Louis non portava più la fede nuziale, ma Harry finge di non averlo notato. Il più piccolo aveva pensato che anche nel caso in cui glielo avesse chiesto – anche se significava che Louis stesse rinunciando definitivamente al suo matrimonio o meno – non avrebbe ricevuto comunque nessuna risposta.

Ciò che era accaduto in quella camera d'hotel a Manchester e che aveva reso il suo professore solitamente taciturno, così colloquiale e vulnerabile, era qualcosa che sicuramente non si sarebbe ripetuta. E ad Harry stava più che bene.

Avrebbe persino detto che preferiva così.

Alla vigilia del suo compleanno si sveglia con il riscaldamento troppo alto, e quella giornata è quindi praticamente segnata. Quel senso di sonnolenza non lo abbandona per tutto il giorno, ma nonostante questo, cerca con tutte le sue forze di concentrarsi sulla lezione di Louis e sul corso.

Inutile dire che Louis lo capisce subito.

Il pisolino che si concede in biblioteca va terribilmente male. Si sveglia d'assalto e trova la bibliotecaria in piedi a fissarlo.

''Stiamo per chiudere, caro,'' gli dice lei, il che non può essere vero. La biblioteca chiudeva alle sei e non poteva essere così tardi, giusto? Ad ogni modo, come se avesse letto la sua mente, la bibliotecaria indica l'orologio a muro.

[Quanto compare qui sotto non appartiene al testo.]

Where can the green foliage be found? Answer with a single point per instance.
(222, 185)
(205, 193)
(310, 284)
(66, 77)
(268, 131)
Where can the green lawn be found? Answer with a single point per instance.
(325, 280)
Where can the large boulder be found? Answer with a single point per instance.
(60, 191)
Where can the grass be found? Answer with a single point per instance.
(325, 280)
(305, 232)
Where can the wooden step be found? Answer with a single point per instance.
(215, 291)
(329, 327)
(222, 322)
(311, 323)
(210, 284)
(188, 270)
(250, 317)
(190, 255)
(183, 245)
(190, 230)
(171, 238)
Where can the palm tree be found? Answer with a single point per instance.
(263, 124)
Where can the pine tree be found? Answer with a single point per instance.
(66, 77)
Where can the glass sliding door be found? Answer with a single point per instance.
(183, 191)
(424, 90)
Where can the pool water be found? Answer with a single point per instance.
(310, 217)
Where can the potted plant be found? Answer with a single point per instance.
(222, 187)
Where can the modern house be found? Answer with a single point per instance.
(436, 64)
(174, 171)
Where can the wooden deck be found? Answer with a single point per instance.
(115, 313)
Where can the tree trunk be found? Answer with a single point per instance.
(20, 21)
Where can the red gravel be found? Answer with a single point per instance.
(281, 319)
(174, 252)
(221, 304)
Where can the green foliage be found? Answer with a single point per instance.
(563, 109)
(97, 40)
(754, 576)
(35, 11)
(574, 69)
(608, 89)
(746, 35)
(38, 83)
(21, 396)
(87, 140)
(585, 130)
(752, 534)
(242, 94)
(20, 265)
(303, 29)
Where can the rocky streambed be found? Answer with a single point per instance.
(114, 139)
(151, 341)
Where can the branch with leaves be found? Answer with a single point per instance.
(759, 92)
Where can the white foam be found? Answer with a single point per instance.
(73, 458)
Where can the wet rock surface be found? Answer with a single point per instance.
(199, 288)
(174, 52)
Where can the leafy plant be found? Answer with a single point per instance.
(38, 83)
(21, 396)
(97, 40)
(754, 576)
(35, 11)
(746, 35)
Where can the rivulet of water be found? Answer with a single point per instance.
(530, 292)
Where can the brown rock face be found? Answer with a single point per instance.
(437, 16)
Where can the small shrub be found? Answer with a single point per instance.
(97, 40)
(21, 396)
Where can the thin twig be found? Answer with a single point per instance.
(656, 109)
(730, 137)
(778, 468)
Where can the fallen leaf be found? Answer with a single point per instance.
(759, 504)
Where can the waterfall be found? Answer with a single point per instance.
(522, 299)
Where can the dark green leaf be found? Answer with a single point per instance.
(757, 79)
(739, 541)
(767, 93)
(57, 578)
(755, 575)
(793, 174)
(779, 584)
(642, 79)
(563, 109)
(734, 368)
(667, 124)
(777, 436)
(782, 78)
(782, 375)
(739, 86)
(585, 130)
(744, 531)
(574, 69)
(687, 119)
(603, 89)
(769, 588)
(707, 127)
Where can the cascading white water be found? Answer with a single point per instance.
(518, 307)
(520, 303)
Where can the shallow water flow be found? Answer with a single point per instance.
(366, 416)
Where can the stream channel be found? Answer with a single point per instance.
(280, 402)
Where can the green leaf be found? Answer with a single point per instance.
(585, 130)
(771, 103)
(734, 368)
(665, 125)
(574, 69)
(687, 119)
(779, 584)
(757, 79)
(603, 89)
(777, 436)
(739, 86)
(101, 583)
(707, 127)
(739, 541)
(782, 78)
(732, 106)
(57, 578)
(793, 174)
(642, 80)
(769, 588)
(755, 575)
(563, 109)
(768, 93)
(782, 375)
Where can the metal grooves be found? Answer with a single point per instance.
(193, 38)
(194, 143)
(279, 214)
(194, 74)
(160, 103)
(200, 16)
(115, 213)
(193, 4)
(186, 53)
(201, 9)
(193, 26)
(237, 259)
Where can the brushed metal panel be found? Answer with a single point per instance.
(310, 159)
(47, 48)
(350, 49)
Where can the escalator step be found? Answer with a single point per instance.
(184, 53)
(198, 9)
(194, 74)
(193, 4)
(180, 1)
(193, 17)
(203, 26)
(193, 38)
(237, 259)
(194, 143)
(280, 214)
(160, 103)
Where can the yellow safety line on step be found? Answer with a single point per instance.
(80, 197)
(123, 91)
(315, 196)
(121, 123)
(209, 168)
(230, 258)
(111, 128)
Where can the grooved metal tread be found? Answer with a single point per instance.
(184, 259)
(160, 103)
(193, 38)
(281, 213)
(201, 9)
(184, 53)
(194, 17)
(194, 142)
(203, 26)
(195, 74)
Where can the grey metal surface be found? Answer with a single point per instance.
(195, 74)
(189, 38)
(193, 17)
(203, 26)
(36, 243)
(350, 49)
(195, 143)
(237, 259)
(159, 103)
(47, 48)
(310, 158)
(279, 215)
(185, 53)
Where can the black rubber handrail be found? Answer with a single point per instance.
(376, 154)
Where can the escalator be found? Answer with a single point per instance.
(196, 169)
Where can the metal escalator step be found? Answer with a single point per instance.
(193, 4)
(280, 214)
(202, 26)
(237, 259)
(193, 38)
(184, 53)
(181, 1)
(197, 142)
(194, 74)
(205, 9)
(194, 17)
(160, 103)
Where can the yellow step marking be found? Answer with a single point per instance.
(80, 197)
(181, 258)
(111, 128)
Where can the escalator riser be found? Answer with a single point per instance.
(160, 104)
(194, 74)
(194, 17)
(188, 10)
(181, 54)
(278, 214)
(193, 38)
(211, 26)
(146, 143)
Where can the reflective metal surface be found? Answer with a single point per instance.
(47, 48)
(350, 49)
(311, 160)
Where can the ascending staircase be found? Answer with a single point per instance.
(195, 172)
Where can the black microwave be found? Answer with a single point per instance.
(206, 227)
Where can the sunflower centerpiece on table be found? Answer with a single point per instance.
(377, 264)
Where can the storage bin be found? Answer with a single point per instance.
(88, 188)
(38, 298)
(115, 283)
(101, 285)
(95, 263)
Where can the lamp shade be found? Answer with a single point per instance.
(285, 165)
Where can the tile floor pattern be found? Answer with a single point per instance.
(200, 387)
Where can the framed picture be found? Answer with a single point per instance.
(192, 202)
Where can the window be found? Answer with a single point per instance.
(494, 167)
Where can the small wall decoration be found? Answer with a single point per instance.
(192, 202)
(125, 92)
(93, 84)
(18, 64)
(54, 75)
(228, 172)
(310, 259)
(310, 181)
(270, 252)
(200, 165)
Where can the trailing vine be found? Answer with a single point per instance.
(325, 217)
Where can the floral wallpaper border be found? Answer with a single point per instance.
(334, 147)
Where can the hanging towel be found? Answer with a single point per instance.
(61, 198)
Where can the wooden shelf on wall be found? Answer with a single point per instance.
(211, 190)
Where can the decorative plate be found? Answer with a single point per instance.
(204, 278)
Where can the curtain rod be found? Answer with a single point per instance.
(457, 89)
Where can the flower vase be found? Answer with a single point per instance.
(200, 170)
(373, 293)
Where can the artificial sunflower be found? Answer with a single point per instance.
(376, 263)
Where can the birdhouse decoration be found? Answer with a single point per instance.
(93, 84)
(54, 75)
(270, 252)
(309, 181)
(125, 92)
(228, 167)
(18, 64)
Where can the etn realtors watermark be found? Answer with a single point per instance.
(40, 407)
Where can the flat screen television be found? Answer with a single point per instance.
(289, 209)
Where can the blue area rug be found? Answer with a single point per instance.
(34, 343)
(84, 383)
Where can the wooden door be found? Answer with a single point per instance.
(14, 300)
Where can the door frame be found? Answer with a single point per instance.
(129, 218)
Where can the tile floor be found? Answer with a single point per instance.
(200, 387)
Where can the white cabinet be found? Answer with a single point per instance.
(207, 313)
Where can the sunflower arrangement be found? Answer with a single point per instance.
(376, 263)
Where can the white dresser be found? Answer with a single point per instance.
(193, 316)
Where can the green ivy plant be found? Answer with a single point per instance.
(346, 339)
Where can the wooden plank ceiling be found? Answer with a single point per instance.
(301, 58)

Mancavano due minuti alla chiusura.

''Grazie,'' risponde allora Harry, mentre recupera tutti i suoi libri. ''Buona serata.''

Sono le sei e un quarto quando arriva all'ufficio di Louis, senza fiato e con il sudore freddo appiccicato sulla pelle.

''Sei in ritardo,'' gli dice il maggiore, non appena lo vede varcare la porta. Il professore era appoggiato all'angolo della scrivania, come una sorta di uccello raro e prezioso.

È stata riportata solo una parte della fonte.